The model went from solving 1 in 4 math problems to 4 in 5 through pure RL training.

Training Curves

• Training Loss: Converges near zero after initial policy updates
• Mean Reward: Jumps from 0.25 to ~0.80 within the first 200 steps, stabilizes at 0.80-0.90
• Learning Rate: Cosine decay from 5e-6 to 0
• Reward Std: Stays non-zero (~0.25) throughout — healthy gradient signal, no reward collapse

Usage

from transformers import AutoModelForCausalLM, AutoTokenizer
from peft import PeftModel

# Load base model + LoRA adapter
base_model = AutoModelForCausalLM.from_pretrained("Qwen/Qwen2.5-1.5B-Instruct", torch_dtype="auto", device_map="auto")
model = PeftModel.from_pretrained(base_model, "usama10/qwen-1.5b-grpo-math")
tokenizer = AutoTokenizer.from_pretrained("usama10/qwen-1.5b-grpo-math")

messages = [
    {"role": "system", "content": "You are a math tutor. Solve the problem step by step, then give the final numerical answer after ####."},
    {"role": "user", "content": "A store sells apples for $2 each and oranges for $3 each.
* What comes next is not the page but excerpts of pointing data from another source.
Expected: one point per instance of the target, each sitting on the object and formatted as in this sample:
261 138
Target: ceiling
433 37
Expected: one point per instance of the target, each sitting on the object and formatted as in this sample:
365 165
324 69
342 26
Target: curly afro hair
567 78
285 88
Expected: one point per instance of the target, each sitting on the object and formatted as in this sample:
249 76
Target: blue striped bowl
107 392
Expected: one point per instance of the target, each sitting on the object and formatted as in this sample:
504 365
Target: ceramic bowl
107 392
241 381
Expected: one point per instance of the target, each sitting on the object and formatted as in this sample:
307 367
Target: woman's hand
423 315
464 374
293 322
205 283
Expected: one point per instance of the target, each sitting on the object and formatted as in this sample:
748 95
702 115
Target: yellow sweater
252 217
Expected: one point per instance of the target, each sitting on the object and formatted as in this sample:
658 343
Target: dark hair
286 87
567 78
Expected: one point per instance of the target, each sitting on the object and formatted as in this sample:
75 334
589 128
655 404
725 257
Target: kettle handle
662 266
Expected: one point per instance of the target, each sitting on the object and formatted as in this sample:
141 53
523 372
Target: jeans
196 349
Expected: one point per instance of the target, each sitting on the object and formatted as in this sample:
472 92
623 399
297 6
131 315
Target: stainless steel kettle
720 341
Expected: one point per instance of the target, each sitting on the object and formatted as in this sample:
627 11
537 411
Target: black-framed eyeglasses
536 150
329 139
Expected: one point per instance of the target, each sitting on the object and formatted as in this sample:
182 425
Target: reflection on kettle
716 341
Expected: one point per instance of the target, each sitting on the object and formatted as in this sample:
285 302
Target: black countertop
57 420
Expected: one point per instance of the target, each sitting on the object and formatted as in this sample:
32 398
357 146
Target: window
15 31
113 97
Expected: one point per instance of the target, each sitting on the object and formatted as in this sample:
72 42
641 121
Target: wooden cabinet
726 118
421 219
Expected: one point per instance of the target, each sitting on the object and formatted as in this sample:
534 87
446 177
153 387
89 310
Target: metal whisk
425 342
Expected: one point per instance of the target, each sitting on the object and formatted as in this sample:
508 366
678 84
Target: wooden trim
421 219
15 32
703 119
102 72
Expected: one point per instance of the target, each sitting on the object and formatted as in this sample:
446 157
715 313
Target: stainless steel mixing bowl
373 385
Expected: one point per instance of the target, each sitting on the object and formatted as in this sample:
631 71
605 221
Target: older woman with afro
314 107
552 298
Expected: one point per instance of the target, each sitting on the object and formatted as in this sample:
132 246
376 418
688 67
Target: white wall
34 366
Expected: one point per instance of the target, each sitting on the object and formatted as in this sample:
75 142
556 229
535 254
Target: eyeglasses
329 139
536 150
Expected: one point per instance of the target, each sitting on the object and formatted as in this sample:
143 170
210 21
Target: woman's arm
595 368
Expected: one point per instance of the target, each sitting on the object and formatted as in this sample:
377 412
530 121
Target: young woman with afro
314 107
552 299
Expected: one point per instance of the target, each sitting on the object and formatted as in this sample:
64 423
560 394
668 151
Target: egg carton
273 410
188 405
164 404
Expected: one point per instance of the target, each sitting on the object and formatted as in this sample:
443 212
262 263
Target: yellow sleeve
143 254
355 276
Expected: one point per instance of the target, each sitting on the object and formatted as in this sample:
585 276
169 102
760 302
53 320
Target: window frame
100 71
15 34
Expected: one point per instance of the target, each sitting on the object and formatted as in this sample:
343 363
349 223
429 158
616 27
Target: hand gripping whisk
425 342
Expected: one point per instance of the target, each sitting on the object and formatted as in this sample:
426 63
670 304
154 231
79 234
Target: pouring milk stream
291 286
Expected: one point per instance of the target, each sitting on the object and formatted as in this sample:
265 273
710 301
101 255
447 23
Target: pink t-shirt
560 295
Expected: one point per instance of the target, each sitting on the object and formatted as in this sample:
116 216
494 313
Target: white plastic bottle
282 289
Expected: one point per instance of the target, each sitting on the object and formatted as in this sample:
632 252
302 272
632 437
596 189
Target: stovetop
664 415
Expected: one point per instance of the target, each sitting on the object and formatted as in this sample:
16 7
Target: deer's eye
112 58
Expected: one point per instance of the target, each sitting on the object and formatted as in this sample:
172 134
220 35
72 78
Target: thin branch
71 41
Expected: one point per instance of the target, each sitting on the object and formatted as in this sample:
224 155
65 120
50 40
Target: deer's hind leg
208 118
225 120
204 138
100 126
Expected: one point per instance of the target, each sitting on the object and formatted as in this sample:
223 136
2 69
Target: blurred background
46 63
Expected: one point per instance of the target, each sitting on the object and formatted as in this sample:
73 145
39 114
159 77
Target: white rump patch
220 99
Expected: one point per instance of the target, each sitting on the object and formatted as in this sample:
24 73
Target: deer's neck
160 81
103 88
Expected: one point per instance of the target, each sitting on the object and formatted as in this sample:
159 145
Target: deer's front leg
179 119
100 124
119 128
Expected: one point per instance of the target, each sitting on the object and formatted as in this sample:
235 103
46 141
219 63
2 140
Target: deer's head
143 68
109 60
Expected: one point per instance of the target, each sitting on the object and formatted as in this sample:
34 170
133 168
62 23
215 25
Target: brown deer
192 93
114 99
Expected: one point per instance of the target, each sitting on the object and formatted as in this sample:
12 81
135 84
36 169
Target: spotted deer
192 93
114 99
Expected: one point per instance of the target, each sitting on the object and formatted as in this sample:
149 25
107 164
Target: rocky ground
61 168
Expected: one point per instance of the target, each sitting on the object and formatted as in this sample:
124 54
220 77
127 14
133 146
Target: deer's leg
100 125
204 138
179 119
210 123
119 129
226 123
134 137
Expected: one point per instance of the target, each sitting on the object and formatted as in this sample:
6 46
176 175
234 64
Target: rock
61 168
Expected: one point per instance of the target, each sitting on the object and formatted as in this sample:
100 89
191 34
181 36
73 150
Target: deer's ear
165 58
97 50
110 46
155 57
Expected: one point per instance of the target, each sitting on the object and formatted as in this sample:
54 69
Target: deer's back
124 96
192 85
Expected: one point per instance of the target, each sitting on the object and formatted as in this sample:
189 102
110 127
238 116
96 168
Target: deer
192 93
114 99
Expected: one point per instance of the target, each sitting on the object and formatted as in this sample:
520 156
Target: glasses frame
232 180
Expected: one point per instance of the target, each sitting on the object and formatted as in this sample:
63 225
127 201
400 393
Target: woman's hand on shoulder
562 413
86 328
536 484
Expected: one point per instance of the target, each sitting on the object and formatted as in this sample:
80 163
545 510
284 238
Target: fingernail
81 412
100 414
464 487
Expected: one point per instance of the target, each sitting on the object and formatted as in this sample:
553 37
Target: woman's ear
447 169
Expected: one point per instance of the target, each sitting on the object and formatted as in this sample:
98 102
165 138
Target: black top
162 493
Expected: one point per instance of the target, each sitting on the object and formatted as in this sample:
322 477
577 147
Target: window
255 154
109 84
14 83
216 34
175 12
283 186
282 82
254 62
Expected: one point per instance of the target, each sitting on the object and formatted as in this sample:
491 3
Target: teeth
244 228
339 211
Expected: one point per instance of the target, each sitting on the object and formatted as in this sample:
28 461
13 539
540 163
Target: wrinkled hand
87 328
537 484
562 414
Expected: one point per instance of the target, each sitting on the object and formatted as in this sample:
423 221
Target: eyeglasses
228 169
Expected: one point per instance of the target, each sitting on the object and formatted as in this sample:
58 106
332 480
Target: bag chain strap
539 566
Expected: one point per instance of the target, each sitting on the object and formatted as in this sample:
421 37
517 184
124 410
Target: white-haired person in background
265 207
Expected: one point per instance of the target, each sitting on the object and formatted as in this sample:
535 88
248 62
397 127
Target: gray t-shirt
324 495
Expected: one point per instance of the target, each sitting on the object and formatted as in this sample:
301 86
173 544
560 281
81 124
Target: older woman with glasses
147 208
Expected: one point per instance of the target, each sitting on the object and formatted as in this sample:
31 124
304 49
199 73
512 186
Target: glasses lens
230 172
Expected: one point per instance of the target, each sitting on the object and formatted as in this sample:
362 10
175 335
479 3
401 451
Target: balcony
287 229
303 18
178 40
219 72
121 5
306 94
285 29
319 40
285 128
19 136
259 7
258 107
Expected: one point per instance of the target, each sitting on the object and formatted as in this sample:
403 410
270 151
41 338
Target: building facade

If Sarah buys 5 apples and 3 oranges, how much does she spend?"}
]

text = tokenizer.apply_chat_template(messages, tokenize=False, add_generation_prompt=True)
inputs = tokenizer(text, return_tensors="pt").to(model.device)
outputs = model.generate(**inputs, max_new_tokens=512)
print(tokenizer.decode(outputs[0][inputs.input_ids.shape[1]:], skip_special_tokens=True))

Reward Function

The reward function extracts the final numerical answer after #### from the model's output and compares it to the ground truth:

def correctness_reward(completion, ground_truth):
    predicted = extract_number_after_hashes(completion)
    expected = extract_number_after_hashes(ground_truth)
    return 1.0 if predicted == expected else 0.0

Limitations

• Trained on grade school math only (GSM8K) — may not generalize to advanced math
• Single epoch of training — more epochs or larger models could improve performance
• LoRA adapter — needs base model to run inference